01-01-2007 - Traces, n. 1
Brazil National Assembly of Responsibles

Living the Faith

Three hundred people from 27 Brazilian cities met in Rio de Janeiro, November 3-5, to respond to Carrón’s “provocation”

by Isabella S. Alberto and Liziane Rodrigues

A new beginning that enables us to rediscover the fascination of the beginning: this is the proposal of Julián Carrón. The country was the first to receive missionaries from the Movement, and now it is challenged to “take a step.”
At the opening of the National Assembly, everyone was amazed by and grateful for Carrón’s first words: “I’ve returned to Brazil because I have something urgent to tell you. I’m sure that the community of Brazil, each of you, is called to a new beginning in this historical moment. The encounter with Cleuza and Marcos Zerbini (see Traces Vol. 8, No. 7 [July/Aug] 2006), with Fr. Ticão, and the Pope’s visit at the great Assembly of Bishops next year, convince me that a new beginning is necessary here. We are called to make a leap ahead in the self-awareness of the faith, in the self-awareness of life, more than in other countries. And you are in the position of being able to live your faith and your love for Christ more passionately. It is out of love for your destiny that I have returned, even though I was here recently, and still have many other countries to visit”.

A proposal to be verified
Carrón proposed to the 300 assembly participants what he himself experienced when he met the Movement. He had been a priest for 20 years when he encountered Fr. Giussani. His “pastoral success” and his doctorate in theology did not correspond totally to what his heart desired. It was because of the gaze directed at his own heart–the exigencies for beauty, truth, justice, and happiness–that he accepted the challenge that had been made to him. We all have the instruments necessary to make this comparison, wherever we are, whatever our circumstances. In following this new walk of correspondence, he was able to accept Fr. Giussani’s invitation a few years later to move to Italy, leaving his work as a religion professor and his relatives in Madrid. “I told Fr. Giussani that what I had encountered made it possible for me to take on anything with joy.”
This certainty and this gaze full of attention for “the other” set the tone for the question and answer session on Saturday. Young people and adults presented themselves with sincerity, “without masks or discourses,” as Carrón had asked, and, little by little, the steps of the new journey were begun.

Something missing
The first to speak was a university student who recounted his disappointment after finishing a project. Carrón immediately went to the core of the question: comparing everything with the heart, deep down, you see that nothing is enough. We need a Savior; we need Christ. He insisted that “we can’t settle for ‘the small stuff.’ It’s necessary to realize what a great Grace has been given to us. Nothing is more beautiful than what we have received.”
In order for our consciousness of this to grow, experience is necessary. Grace grows only when it becomes experience, if every morning we are moved to say, “The Word became flesh and lives among us,” because we are poor souls, but we carry within us the Grace of this newness. “I have returned so we can help each other let the newness that is Christ sink in and penetrate. If we don’t need Him, well then, let’s just go to the beach! We don’t have any reason to stay here,” said Carrón.
Not even all the confusion in which we find ourselves, or see around us, can stop us from acknowledging the truth. All our humanity–with all that we are, with our joys, sadnesses and dissatisfactions–is the instrument for recognizing Christ. Our humanity is not something secondary. Carrón underlined this, like a father who desires the good for his children and tries to ease their way, with the clear consciousness that it is not possible to take the place of anyone, but only to accompany the step that depends on the freedom of each person.

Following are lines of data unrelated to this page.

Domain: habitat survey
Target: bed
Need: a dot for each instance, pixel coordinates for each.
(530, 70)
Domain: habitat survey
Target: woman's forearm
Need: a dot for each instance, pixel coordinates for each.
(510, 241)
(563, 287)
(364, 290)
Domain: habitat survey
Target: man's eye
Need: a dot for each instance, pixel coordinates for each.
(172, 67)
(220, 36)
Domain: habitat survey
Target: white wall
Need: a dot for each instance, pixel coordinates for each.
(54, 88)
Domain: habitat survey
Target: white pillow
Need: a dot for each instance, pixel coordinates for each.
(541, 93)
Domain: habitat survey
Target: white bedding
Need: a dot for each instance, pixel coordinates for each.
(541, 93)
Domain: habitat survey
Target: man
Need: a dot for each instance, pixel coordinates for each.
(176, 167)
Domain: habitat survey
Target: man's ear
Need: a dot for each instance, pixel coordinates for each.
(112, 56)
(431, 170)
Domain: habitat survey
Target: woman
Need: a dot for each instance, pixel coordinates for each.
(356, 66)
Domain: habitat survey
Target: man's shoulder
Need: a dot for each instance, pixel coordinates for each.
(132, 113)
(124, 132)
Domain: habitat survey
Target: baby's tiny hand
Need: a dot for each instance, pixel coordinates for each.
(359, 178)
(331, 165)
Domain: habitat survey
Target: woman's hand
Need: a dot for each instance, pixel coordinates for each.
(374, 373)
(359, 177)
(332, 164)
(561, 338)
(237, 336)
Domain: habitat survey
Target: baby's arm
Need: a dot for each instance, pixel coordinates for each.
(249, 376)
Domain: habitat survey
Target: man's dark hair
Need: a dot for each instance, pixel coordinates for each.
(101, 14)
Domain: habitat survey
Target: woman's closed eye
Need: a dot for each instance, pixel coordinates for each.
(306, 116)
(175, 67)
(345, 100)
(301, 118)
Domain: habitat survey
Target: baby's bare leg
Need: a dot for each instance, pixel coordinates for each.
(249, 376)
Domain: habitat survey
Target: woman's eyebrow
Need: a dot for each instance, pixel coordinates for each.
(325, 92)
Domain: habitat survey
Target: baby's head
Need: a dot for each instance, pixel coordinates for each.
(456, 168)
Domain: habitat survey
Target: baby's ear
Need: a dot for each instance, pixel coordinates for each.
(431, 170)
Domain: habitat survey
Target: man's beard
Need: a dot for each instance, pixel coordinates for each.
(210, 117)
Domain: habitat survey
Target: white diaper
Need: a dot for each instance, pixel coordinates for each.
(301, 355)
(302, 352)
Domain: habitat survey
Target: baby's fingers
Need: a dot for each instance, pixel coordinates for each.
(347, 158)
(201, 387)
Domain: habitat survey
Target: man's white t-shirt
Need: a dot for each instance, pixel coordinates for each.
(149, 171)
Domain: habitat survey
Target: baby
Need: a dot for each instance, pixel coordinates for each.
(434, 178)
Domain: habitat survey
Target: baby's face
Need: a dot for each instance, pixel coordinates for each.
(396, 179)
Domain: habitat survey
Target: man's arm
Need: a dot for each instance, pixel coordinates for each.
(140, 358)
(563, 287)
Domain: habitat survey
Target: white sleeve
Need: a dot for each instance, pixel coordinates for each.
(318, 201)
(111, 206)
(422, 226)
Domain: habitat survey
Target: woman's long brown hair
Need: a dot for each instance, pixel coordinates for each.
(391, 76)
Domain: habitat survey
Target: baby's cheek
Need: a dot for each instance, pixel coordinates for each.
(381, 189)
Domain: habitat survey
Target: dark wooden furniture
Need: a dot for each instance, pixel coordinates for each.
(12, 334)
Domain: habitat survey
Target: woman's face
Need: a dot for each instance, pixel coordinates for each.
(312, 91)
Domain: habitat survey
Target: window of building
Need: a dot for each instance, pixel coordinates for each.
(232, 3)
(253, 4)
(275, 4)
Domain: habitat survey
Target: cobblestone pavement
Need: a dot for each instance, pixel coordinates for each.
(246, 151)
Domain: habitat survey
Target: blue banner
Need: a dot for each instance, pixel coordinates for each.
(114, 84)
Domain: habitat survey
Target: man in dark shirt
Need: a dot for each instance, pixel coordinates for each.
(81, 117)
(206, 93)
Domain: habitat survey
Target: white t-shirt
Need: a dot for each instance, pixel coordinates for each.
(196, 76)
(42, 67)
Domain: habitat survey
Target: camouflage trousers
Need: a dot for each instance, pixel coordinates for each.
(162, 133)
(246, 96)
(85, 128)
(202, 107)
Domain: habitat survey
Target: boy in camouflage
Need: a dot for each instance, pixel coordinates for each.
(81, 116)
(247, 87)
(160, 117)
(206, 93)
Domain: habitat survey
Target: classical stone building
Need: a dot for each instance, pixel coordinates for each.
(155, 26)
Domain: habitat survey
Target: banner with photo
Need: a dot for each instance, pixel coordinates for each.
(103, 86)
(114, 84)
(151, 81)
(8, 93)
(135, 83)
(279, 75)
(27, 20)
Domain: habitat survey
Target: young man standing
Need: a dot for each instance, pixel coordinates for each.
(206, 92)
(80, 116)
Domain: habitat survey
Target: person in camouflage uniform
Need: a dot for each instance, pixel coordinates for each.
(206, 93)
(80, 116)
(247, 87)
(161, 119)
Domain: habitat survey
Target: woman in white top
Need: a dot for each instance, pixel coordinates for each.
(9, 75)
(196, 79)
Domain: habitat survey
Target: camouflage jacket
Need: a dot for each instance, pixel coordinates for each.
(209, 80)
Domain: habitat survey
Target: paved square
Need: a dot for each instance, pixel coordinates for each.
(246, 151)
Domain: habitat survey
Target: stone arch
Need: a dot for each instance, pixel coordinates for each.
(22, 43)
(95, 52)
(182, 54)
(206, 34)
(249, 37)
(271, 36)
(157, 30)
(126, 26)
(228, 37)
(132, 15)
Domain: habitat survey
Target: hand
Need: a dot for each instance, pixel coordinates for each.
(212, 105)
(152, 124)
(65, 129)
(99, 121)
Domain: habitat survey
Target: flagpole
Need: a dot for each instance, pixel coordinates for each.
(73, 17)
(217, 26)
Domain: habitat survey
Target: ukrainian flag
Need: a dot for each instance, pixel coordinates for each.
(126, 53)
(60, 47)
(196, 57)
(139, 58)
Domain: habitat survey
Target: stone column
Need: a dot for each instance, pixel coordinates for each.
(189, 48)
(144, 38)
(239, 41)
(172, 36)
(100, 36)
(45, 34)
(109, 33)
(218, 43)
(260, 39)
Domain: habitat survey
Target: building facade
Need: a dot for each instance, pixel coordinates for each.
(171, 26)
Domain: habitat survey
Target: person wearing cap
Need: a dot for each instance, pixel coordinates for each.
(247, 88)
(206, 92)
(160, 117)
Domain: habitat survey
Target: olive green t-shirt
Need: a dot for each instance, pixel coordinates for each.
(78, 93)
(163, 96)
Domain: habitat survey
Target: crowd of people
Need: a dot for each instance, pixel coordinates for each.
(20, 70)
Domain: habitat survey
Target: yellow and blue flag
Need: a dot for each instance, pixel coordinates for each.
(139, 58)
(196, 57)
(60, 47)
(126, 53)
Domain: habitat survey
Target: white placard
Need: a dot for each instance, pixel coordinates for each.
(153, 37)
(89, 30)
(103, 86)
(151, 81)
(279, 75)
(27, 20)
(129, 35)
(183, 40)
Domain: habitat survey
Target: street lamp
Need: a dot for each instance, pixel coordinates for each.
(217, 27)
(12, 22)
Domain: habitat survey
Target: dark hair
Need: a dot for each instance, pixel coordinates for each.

Attention to the road signs
Carrón reminded listeners of the fact that normally we have many images of what this correspondence may be: what I like, what I feel, what I want. Instead, it is another thing, and it reveals itself if we are attentive to reality and loyal to ourselves. This is not an ethical question, but rather the fundamental point of our own happiness. He cited Lewis: “What I like about experience is that it is something so honest that you can make a whole pile of mistakes, but you’ll remain with your eyes open and you won’t be able to go much further before the right road sign appears. You can fool yourselves, but experience doesn’t want to fool you. The universe responds with the truth when you interrogate it in an honest way.”
Carrón underlined that the road of our Movement is a challenge to reason and our sentiment, because it asks us to be loyal to what emerges from experience. We have the heart as the criterion of judgment and the challenge that Fr. Giussani held out to us, and that Carrón confirms with courage and determination: if we use this criterion, we will be mature in the faith, we will understand that Jesus corresponds to our desires, and we will have adequate reasons for following Him. If it isn’t so, sooner or later we’ll tire. This is why we have to decide.